You might be able to get that look with just some golden oak danish oil and poly. I have a can of the golden oak danish oil that I've never found a good use for, because it's too yellow/gold for my taste.


----------



## renners (Apr 9, 2010)

Are they pale on the inside where they have had no exposure to sunlight?


----------



## Marty5965 (Jan 27, 2013)

There is a product called reranch butterscotch that guitar makers use to "age" guitar necks. That might work for you.


----------



## danoaz (Jun 16, 2012)

@renners - Some cabinets have melamine and some of the newer ones on the back of the doors show a slightly more natural unfinished maple. It is obvious that the drawers and doors have had some banding put on so that you don't see the end grain or the plywood end grain. Another reason to get the color right.

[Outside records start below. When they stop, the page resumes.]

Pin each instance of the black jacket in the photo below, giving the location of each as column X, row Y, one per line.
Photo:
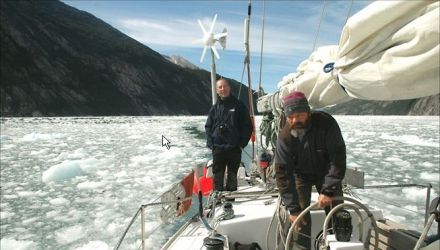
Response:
column 228, row 125
column 320, row 156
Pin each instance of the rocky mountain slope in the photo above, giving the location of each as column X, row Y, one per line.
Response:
column 60, row 61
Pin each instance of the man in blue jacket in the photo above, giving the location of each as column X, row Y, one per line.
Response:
column 310, row 152
column 228, row 129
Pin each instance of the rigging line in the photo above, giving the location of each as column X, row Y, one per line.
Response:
column 241, row 82
column 260, row 89
column 349, row 11
column 324, row 3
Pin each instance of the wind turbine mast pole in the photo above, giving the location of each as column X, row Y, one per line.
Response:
column 213, row 79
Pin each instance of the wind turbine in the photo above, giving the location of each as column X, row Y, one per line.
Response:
column 209, row 40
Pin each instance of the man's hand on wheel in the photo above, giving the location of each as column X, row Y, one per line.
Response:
column 293, row 218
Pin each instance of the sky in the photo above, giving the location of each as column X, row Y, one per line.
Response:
column 171, row 28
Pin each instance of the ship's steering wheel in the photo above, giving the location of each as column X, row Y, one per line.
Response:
column 355, row 204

Thanks.


----------



## CharlieM1958 (Nov 7, 2006)

It's really just a matter of exeprimentation. Try a stain that looks close on a sample of the wood you will be using, and go from there.

I have actually done the exact same thing matching my maple kitchen cabinets. I ended up using golden oak danish oil with a bit of walnut mixed in to get the right tone.


----------



## bondogaposis (Dec 18, 2011)

You're going to need to experiment on some scrap. One of the things I would try is and undercoat of amber shellac and a top coat of wiping varnish.


----------



## dbray45 (Oct 19, 2010)

Soft maple turns golden with regular oil based poly after 2-3 years. The maple in the box stores is kiln dried and can be brittle. If you can find air dried maple and let it sit for a couple of weeks in you shop, it will be easier to work. Choose your wood carefully and you won't have a problem.


----------



## wormil (Nov 19, 2011)

A light coat of linseed oil will yellow maple naturally. It can take anywhere from days to weeks depending on sun exposure and the wood itself. I'd expect maple ply to yellow slower. Those look like local built (not factory) cabinets and were probably finished with oil based varnish.

Here are a couple maple projects finished with linseed oil, yellowing happened fairly rapidly.

First pic is in the shade, second in the sun. Picture was taken about one week after finishing.


Picture taken about one day after finishing.


----------



## renners (Apr 9, 2010)

With the back of the doors showing lighter than the fronts, I would guess they were finished with clear lacquer. A couple of weeks in the sun will give them a tan. I recently stacked a couple of pine cabinets on the bench under a fluorescent fitting with a shelf resting on top, there was a visible tan line where the shelf was after only a few days.


----------